A frozen yogurt shop just opened on the first floor of the office building where I work, so last week, two coworkers and I went down to stretch our legs and check it out. When I opened the door to the shop, my eyes immediately went to the man at the back of the line. He was about 6’4″ and broad-shouldered; built like a tank. This goliath of a man turned around when we walked in, and I estimated him to be about thirty years old. He had pleasant features, intelligent eyes and a kind face, so I mentally renamed him Gorgeous Goliath.
I hopped into line behind GG, and when the server asked what I’d like, I thought, “I’ll have a scoop of that, please,” but of course what I said out loud was, “I’ll take vanilla with Reese’s” (clearly an excellent choice). Goliath was well-dressed, so I figured he worked for one of the oil companies in the area, and I caught him looking my way a few times, but every time I glanced over, he looked away.

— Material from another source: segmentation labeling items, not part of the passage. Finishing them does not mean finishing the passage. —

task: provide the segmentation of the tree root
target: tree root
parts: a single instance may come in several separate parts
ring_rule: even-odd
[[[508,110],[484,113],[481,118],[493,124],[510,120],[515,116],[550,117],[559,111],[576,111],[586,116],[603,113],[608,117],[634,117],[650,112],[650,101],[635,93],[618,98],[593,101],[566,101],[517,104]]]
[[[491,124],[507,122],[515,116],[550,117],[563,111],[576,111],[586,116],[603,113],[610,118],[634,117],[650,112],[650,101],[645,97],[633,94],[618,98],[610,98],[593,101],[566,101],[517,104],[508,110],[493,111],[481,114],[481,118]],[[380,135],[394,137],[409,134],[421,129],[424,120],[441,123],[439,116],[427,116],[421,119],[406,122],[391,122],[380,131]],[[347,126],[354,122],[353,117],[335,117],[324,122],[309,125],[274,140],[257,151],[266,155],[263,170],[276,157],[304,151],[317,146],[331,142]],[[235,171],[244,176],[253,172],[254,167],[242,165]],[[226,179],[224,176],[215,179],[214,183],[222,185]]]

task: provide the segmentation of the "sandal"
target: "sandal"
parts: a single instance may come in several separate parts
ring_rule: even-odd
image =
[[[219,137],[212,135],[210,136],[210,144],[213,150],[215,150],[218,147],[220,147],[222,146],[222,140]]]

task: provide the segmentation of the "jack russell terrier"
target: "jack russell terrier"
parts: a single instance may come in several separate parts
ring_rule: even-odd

I decided to make life easy on him since he was clearly interested, so when we made it to the register, I gestured to his cup of froyo and asked, “Oooh, what’d you get?” He smiled and nodded at a cup of vanilla froyo topped with fresh fruit and granola. I laughed lightly and said, “Wow, that looks a lot healthier than mine!” He looked down at my peanut butter concoction and grinned at me. I could tell he wanted to say more and engage in conversation with me, but he stood awkwardly for a second and then fled the scene.
My married buddy Shawn (who is a former football player with a build like Goliath’s) missed the exchange, but as we walked out with our treats, he teased me, “Hey, somebody was getting checked out back there!” He wiggled his eyebrows at me.
“What do you mean?” I asked. I looked around for another young guy who may have been interested.
“That tall guy,” Shawn pointed to the back of my Gorgeous Goliath as he walked away.
“Oh, him,” I said. “Yeah, that’s why I tried to flirt with him. All he had to do was ask my name, and I would have handed him a business card.”
Shawn chuckled. “He seemed kind of skittish to me. I wondered why he looked away and left so fast. Pretty timid for such a big guy.”
I agreed. I’m not sure what’s so intimidating about a 5’3″ brunette. What has happened to all the manly men; the heroes; the gladiators; the warriors? Oh yeah. They’re all either dead or already married.